Chen et al. engineered living “therapeutic tumor cells” (ThTCs) secreting IFNβ and GM-CSF and deficient in Ifnar1 (preventing self-toxicity from IFNβ), with an externally-triggered safety kill switch. Intracranial ThTCs protected against the parental tumor line, dependent on T cells. Implanted into a tumor resection site, ThTCs increased apoptosis, immune infiltration, and IFN signaling, downregulated cancer-associated fibroblast marker PDGFRB, and prevented tumor relapse relative to controls. ThTCs generated from LLC tumors and human GBM lines effectively prevented LLC metastases and post-resection recurrence in humanized BLT mice bearing GBM tumors, respectively.

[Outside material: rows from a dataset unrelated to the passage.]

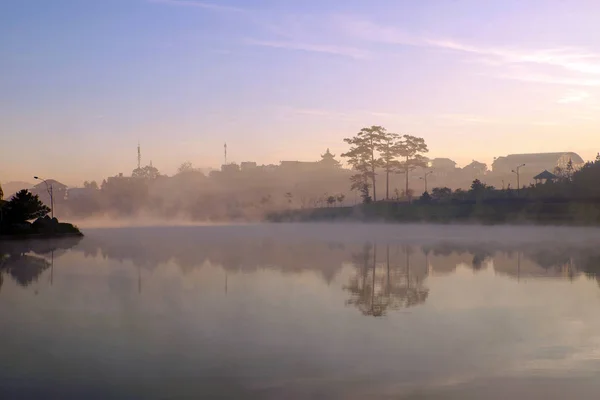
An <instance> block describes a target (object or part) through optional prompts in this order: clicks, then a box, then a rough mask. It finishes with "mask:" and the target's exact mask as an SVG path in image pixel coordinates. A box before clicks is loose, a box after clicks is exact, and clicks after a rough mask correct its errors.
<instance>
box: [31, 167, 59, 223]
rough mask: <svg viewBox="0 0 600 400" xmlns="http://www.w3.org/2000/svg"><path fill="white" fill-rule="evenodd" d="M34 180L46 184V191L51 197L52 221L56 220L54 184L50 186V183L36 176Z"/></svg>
mask: <svg viewBox="0 0 600 400" xmlns="http://www.w3.org/2000/svg"><path fill="white" fill-rule="evenodd" d="M33 179H37V180H38V181H42V182H44V183H45V184H46V190H47V191H48V194H49V195H50V213H51V215H52V219H54V190H53V189H52V184H50V185H48V181H46V180H45V179H42V178H40V177H39V176H34V177H33Z"/></svg>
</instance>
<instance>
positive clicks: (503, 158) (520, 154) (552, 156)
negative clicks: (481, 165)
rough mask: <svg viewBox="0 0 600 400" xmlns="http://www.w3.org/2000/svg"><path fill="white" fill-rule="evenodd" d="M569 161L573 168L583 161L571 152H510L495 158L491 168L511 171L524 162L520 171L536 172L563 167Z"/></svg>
mask: <svg viewBox="0 0 600 400" xmlns="http://www.w3.org/2000/svg"><path fill="white" fill-rule="evenodd" d="M569 161H572V163H573V167H574V168H577V167H579V166H581V165H582V164H583V163H584V161H583V159H582V158H581V157H580V156H579V155H578V154H577V153H573V152H562V153H532V154H510V155H508V156H505V157H498V158H496V159H495V160H494V163H493V164H492V170H493V171H494V172H495V173H511V171H512V170H514V169H515V168H516V167H517V166H519V165H523V164H525V166H523V167H522V168H521V171H523V172H528V171H529V172H533V173H535V174H537V173H539V172H540V171H543V170H548V171H554V169H555V168H556V167H561V168H565V167H566V166H567V164H568V163H569Z"/></svg>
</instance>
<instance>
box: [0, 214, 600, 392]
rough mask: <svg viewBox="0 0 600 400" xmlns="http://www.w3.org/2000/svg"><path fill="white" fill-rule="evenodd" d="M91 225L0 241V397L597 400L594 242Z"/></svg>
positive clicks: (598, 244) (520, 239)
mask: <svg viewBox="0 0 600 400" xmlns="http://www.w3.org/2000/svg"><path fill="white" fill-rule="evenodd" d="M86 233H87V236H86V237H85V238H84V239H82V240H63V241H56V242H43V243H35V242H30V243H8V244H7V243H2V244H0V256H1V257H2V258H1V259H0V271H2V272H1V273H0V278H1V280H0V282H1V286H0V399H30V398H31V399H37V398H40V399H41V398H44V399H53V398H56V399H67V398H69V399H71V398H82V399H110V398H118V399H178V398H186V399H187V398H189V399H198V398H232V399H305V398H311V399H336V398H340V399H380V398H381V399H564V398H571V399H597V398H600V379H598V376H600V287H599V285H598V280H597V278H596V273H597V272H600V230H594V229H570V228H569V229H558V228H543V229H541V228H510V227H502V228H491V227H490V228H484V227H452V226H446V227H435V226H403V227H402V226H373V225H370V226H369V225H363V226H357V225H335V226H334V225H271V226H268V225H255V226H238V227H234V226H210V227H208V226H207V227H181V228H135V229H134V228H129V229H102V230H88V231H87V232H86Z"/></svg>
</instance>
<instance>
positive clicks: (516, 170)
mask: <svg viewBox="0 0 600 400" xmlns="http://www.w3.org/2000/svg"><path fill="white" fill-rule="evenodd" d="M524 166H525V164H521V165H519V166H517V168H515V169H513V170H512V171H511V172H513V173H514V174H517V195H519V194H520V193H521V181H520V172H519V169H521V167H524ZM515 170H516V171H515Z"/></svg>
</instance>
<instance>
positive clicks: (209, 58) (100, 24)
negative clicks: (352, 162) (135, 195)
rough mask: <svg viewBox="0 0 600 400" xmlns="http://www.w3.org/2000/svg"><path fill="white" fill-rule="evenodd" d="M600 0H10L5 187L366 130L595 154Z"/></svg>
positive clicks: (442, 144)
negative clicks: (40, 180)
mask: <svg viewBox="0 0 600 400" xmlns="http://www.w3.org/2000/svg"><path fill="white" fill-rule="evenodd" d="M599 20H600V2H598V1H597V0H587V1H586V0H579V1H577V0H572V1H564V0H560V1H557V0H527V1H523V0H503V1H493V0H490V1H484V0H422V1H412V0H404V1H403V0H378V1H366V0H344V1H342V0H335V1H334V0H303V1H291V0H223V1H219V0H213V1H212V2H209V1H206V2H205V1H193V0H53V1H48V0H0V71H1V73H0V139H1V140H0V182H8V181H15V180H25V181H32V178H31V177H32V176H33V175H40V176H44V177H47V178H54V179H57V180H59V181H61V182H65V183H67V184H70V185H81V183H82V182H83V180H86V179H87V180H92V179H94V180H102V179H103V178H105V177H107V176H113V175H116V174H118V173H120V172H122V173H125V174H129V173H130V172H131V170H132V169H133V168H135V167H136V164H137V150H136V149H137V145H138V142H139V143H140V144H141V148H142V163H143V164H147V163H149V162H150V161H152V163H153V165H154V166H155V167H157V168H158V169H159V170H160V171H161V172H162V173H166V174H173V173H175V171H176V169H177V167H178V166H179V165H180V164H181V163H182V162H184V161H191V162H192V163H193V164H194V166H196V167H203V168H206V167H215V168H218V167H219V166H220V165H221V164H222V163H223V144H224V143H225V142H226V143H227V146H228V161H230V162H238V163H239V162H242V161H257V162H258V163H259V164H270V163H278V162H279V161H281V160H306V161H311V160H317V159H319V155H320V154H322V153H324V151H325V149H326V148H330V149H331V151H332V152H333V153H335V154H337V155H339V154H340V153H342V152H344V151H345V150H346V149H347V148H346V145H345V143H344V142H343V138H345V137H349V136H352V135H353V134H355V133H356V132H358V131H359V130H360V129H361V128H362V127H365V126H370V125H382V126H384V127H386V128H387V129H388V130H389V131H392V132H396V133H400V134H411V135H416V136H420V137H423V138H424V139H425V141H426V142H427V144H428V146H429V149H430V154H429V156H431V157H449V158H452V159H454V160H455V161H457V162H458V163H459V165H460V166H464V165H466V164H468V163H469V162H471V161H472V160H473V159H476V160H478V161H483V162H486V163H488V164H490V163H491V162H492V161H493V158H494V157H498V156H503V155H507V154H511V153H527V152H546V151H575V152H577V153H578V154H580V155H581V156H582V157H583V158H584V159H592V158H594V156H595V155H596V153H597V152H598V151H600V139H599V138H600V135H599V133H600V129H599V128H600V120H599V115H600V97H599V96H600V26H599V25H598V21H599Z"/></svg>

Contributed by Alex Najibi
ABSTRACT: The administration of inactivated tumor cells is known to induce a potent antitumor immune response; however, the efficacy of such an approach is limited by its inability to kill tumor cells before inducing the immune responses. Unlike inactivated tumor cells, living tumor cells have the ability to track and target tumors. Here, we developed a bifunctional whole cancer cell-based therapeutic with direct tumor killing and immunostimulatory roles. We repurposed the tumor cells from interferon-β (IFN-β) sensitive to resistant using CRISPR-Cas9 by knocking out the IFN-β-specific receptor and subsequently engineered them to release immunomodulatory agents IFN-β and granulocyte-macrophage colony-stimulating factor. These engineered therapeutic tumor cells (ThTCs) eliminated established glioblastoma tumors in mice by inducing caspase-mediated cancer cell apoptosis, down-regulating cancer-associated fibroblast-expressed platelet-derived growth factor receptor β, and activating antitumor immune cell trafficking and antigen-specific T cell activation signaling. This mechanism-based efficacy of ThTCs translated into a survival benefit and long-term immunity in primary, recurrent, and metastatic cancer models in immunocompetent and humanized mice. The incorporation of a double kill-switch comprising herpes simplex virus-1 thymidine kinase and rapamycin-activated caspase 9 in ThTCs ensured the safety of our approach. Arming naturally neoantigen-rich tumor cells with bifunctional therapeutics represents a promising cell-based immunotherapy for solid tumors and establishes a road map toward clinical translation.